Genome complexity: what genes do and don't do (Introduction)

by David Turell @, Friday, March 22, 2019, 21:37 (1862 days ago) @ dhw

dhw: By “itty bitty” I mean one bit at a time […] why did he take millions of years fiddling with the big toe, the pelvis, different sizes of brain, different types of hominin, different types of human? [...]

dhw: I trust you now agree that your God’s design of H. sapiens proceeded itty-bitty by my definition.

DAVID: Your definition has no basis in fact. Compare Lucy, habilis, and erectus with sapiens. […]

dhw: I have done exactly that. If your God’s one purpose was to design H. sapiens, it would seem that he did the designing one bit at a time, as described above, which is what I mean by “itty bitty”.

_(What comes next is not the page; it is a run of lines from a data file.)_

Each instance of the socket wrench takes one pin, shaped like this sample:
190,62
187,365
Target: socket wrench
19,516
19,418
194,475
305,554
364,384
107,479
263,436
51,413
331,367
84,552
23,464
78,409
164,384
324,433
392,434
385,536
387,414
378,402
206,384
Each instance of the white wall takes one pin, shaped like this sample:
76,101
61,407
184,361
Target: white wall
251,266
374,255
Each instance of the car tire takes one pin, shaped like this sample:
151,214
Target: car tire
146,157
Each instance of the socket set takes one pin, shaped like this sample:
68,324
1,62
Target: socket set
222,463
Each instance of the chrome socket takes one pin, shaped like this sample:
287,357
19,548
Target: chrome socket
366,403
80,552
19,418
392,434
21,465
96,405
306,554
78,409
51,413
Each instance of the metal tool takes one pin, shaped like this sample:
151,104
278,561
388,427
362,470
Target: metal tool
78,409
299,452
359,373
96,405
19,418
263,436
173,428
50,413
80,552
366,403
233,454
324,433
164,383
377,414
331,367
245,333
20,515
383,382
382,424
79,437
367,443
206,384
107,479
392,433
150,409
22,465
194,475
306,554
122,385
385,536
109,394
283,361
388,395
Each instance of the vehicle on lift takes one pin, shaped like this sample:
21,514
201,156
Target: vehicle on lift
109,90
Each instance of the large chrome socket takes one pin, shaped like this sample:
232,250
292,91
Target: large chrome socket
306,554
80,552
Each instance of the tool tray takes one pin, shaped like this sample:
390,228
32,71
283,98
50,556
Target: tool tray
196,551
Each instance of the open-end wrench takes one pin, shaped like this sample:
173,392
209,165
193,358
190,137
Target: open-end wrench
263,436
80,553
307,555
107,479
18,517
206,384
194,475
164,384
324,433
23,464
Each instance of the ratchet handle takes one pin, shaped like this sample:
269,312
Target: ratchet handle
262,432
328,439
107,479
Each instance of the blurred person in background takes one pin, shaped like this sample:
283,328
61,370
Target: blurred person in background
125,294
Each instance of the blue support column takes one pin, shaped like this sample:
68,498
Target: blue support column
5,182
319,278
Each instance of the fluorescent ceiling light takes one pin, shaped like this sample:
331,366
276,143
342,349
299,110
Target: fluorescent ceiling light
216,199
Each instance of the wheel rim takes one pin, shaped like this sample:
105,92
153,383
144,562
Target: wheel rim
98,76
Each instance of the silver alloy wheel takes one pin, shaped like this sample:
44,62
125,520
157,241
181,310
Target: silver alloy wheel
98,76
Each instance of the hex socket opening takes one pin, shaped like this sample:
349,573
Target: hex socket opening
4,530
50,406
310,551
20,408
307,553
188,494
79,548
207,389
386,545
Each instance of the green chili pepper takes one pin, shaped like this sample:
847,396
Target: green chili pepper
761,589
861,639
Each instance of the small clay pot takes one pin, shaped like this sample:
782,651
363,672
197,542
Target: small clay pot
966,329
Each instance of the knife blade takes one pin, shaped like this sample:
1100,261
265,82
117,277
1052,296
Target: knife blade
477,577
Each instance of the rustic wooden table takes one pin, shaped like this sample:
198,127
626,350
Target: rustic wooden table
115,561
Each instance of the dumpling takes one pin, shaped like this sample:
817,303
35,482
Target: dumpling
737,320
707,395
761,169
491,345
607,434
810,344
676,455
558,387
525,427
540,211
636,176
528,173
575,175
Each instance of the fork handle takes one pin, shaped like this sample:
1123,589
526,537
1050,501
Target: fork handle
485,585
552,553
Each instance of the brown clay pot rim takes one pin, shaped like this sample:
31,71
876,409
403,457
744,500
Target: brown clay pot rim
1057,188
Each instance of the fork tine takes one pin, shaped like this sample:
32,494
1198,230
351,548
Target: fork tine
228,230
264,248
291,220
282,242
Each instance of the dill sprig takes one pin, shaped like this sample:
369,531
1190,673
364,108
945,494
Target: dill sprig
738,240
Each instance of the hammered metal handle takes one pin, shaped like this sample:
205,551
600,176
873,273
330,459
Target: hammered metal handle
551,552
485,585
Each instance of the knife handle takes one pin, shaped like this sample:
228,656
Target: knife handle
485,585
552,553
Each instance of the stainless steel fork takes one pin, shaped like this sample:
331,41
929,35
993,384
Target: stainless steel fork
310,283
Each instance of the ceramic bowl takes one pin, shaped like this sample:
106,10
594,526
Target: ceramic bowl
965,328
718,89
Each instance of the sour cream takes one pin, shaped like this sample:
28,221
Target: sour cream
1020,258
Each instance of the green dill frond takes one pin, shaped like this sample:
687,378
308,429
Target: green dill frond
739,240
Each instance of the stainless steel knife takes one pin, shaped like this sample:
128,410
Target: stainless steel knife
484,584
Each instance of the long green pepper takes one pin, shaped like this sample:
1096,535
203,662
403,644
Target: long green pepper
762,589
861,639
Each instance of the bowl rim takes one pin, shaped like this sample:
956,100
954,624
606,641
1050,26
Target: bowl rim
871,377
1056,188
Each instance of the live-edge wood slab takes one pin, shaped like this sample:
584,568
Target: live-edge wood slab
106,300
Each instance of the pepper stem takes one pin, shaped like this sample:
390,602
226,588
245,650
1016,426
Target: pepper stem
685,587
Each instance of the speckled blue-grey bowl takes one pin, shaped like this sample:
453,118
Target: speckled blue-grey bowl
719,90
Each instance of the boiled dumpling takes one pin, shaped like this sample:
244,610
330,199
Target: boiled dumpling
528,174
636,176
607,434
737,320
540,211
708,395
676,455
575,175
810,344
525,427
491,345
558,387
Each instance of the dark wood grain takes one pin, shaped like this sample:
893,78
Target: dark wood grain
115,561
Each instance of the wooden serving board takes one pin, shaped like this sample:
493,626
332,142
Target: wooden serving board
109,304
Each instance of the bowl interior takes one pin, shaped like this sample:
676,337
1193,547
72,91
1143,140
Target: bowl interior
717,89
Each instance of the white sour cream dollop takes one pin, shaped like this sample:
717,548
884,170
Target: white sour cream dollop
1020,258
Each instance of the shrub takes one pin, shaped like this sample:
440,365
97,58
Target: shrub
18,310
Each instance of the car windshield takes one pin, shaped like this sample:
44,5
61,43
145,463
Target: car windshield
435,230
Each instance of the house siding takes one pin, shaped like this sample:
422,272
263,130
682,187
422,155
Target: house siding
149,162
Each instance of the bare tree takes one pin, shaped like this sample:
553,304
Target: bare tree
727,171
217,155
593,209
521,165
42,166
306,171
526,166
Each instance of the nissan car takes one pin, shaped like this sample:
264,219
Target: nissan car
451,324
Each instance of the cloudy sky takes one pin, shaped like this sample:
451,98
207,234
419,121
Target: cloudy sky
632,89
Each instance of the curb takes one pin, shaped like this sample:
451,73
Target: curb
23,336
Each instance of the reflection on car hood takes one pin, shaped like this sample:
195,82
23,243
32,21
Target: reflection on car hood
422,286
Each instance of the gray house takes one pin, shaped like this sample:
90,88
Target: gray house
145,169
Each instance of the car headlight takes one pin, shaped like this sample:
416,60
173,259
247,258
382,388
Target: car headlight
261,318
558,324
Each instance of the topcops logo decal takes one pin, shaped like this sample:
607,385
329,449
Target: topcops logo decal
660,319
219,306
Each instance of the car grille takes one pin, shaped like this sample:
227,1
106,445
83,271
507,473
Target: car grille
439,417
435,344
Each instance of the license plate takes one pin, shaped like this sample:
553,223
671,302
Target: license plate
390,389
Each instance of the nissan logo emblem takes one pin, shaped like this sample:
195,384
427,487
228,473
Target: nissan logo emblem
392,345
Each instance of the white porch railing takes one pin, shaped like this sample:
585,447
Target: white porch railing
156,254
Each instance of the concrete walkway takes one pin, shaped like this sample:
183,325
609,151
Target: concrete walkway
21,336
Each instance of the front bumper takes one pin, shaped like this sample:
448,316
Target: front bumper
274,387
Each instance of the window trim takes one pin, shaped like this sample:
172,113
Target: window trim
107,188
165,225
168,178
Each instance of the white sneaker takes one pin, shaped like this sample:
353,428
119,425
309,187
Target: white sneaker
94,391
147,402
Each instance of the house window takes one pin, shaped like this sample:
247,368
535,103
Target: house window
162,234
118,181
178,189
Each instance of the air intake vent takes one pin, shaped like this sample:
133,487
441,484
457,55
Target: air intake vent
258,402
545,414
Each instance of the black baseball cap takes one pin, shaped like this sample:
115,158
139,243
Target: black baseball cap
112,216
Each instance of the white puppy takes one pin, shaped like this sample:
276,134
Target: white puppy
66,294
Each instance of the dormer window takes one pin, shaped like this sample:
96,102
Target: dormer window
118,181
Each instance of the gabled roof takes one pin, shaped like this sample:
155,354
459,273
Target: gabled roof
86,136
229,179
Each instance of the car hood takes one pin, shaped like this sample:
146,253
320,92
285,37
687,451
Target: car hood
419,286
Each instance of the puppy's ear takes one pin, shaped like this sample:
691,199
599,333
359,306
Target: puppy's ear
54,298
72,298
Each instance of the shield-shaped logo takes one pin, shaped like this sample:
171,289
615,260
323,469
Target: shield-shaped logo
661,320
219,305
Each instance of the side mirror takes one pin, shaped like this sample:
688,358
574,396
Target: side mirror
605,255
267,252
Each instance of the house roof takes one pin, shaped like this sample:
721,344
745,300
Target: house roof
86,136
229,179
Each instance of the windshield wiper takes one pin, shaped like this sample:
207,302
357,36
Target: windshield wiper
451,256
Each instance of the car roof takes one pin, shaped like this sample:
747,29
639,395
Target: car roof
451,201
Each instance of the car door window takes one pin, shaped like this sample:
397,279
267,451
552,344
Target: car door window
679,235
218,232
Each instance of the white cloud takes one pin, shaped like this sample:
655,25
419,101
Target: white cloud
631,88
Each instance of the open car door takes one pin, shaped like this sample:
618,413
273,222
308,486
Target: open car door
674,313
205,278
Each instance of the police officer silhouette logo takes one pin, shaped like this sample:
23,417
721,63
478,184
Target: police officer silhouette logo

That is not my definition. Itty-bitty is Darwin's tiny adaptations until something big happens. Our hominin gaps are huge


dhw: We were talking about the cause of speciation, and in order to discredit the theory of cellular intelligence as the designer you pointed out that bacteria are still bacteria. I pointed out that if you believe in common descent, SOME organisms change while others remain the same. How does that prove they are not intelligent? And if your God exists, I have no doubt that he would have created them with a purpose. Same question: How does that prove they are not intelligent?

DAVID: Same issue: we see them respond intelligently. No proof of why: just 50/50 possibility.

dhw: Already agreed. But you tried somehow to use the non-evolution of bacteria as evidence that they were not intelligent.

We don't know if bacteria are intelligent. It is a 50/50 possibility from our observations.


DAVID: You haven’t answered the major point, which is bacteria were preserved, and therefore they did not evolve into multicellularity by any mechanism they might have had. As God speciated, they purposely were kept for future functions and God produced something entirely new while using some of what bacteria had: DNA.

dhw: I have now answered it twice, but I’ll try again. Evolution does not mean that EVERY existing organism turns into another organism. SOME bacteria would have joined forces to create multicellularity, and others would have remained the same. SOME ape ancestors would have turned into pre-humans, but others would have remained the same. As bacteria have always been able to survive changes to their environment, they did not need to “evolve” into anything but bacteria. But SOME of them decided (“intelligence” theory) or were divinely preprogrammed/dabbled (your theory), or simply happened (chance theory) to form ever evolving communities.

You are right in that 99% of species die out. And since we do not know how things speciate, you have listed possibilities.